Im Bereich der Mobilität entwickeln sich neue DC-Bordnetze mit Spannungen von einigen hundert Volt bis Kilovolt. Nicht nur bei der E-Mobilität auf der Straße, sondern auch bei Flugzeugen, Schienenfahrzeugen und Schiffen ist deren temporäre Kopplung an stationäre Netze zur Schnellladung sinnvollerweise in DC ausgeführt. Aufgrund der dabei auftretenden hohen Leistungen ist zukünftig eine direkte leistungselektronische Kopplung an die Mittelspannung absehbar und deswegen ein aktives Entwicklungsfeld.
DC-Technologie kann auch die Systemintegration und -kopplung erneuerbarer Energien vereinfachen, da zum Beispiel Photovoltaikanlagen, Batteriespeicher in Elektrofahrzeugen und Umrichter-Zwischenkreise bereits in DC-Technik ausgeführt sind. Bestandteile eines nachhaltigen Energiesystems können mittels DC mit weniger Umwandlungsstufen und damit energieeffizienter realisiert werden. Beispiele hierfür sind die Ladeinfrastruktur für Elektrofahrzeuge in Kombination mit lokaler Erzeugung bzw. Speicherung oder auch die industrielle Energieversorgung. Speziell bei Herstellungsprozessen (DC-Versorgung von Motoren) können DC-Industrienetze Vorteile hinsichtlich Effizienz, Flächenbedarf und Steuerbarkeit aufweisen. Bei der Versorgung von Servern in Datencentern spielt DC heute bereits aufgrund der höheren Effizienz gegenüber AC-Lösungen eine wesentliche Rolle.
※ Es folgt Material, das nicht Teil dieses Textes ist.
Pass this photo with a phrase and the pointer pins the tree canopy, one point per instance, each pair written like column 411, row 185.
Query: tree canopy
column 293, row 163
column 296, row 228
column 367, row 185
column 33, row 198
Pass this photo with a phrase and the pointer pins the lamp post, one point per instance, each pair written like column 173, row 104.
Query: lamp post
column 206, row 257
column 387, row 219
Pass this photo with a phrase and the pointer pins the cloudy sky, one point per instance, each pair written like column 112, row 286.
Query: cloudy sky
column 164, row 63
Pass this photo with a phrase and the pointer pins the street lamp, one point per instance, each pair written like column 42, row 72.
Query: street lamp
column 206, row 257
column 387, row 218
Im öffentlichen Verteilnetz könnte künftig die Kapazität bestehender Leitungen durch die Umstellung auf DC erhöht werden. Das ermöglicht, Leitungen teilweise mit signifikant höherer Spannung zu beaufschlagen als im AC-Betrieb. Ab einer gewissen Leitungslänge sind die Lebenszykluskosten der DC-Alternative inklusive Umrichter vorteilhaft gegenüber der AC-Variante. Aus diesem Grund wird dieser Ansatz bereits heute verfolgt, beispielsweise in Finnland bei langen „Stich“-Verbindungen in dünn besiedelten Regionen.
Bei der Restrukturierung von Netzen könnten DC-Verbindungen in Zukunft eine flexible Lösung bieten. Die Erweiterung von Punkt-zu-Punkt-DC-Strecken zu DC-Verteilnetzen mit mehr als zwei Anschlusspunkten ist ein aktives Forschungsthema. Dies betrifft sowohl Komponenten wie Leistungsschalter, Schutztechnik und zeitgemäße Informations- und Kommunikationssysteme als auch zukünftige technische Regeln für den Betrieb solcher AC/DC-Hybridnetze, die noch aufzustellen sind.
Der heute schon signifikante Markt für DC-Systeme wird weltweit im Zuge der Dekarbonisierung der Energieversorgung weiterwachsen. Die DC-Technologie wird etablierte AC-Netze wohl nicht ersetzen, aber dort ergänzen, wo sie Vorteile bietet.
Die weitere Entwicklung der Elektromobilität und Schnellladeinfrastruktur ist bereits ein wachsendes Marktsegment. Ausgehend von etablierten Lösungen, wie etwa DC-versorgte Datencenter, wird sich der Markt für DC-Netze „hinter dem (AC)-Zähler“ ausdehnen – auf Gebäude und Industrieanlagen mit integrierter lokaler Erzeugung, Batterien, gegebenenfalls Elektrolyse und H2-Brennstoffzellen sowie die E-Ladeinfrastruktur.
Die meisten dieser Systeme koppeln an die öffentliche Verteilnetzinfrastruktur an, so dass es hier früher oder später sinnvoll sein wird, die AC/DC-Umwandlung tiefer in das öffentliche Netz zu verlegen. Spätestens dann wird eine etablierte technische Lösung für aktiv gesteuerte DC-Netze auf der „letzten Meile“ zum Kunden benötigt.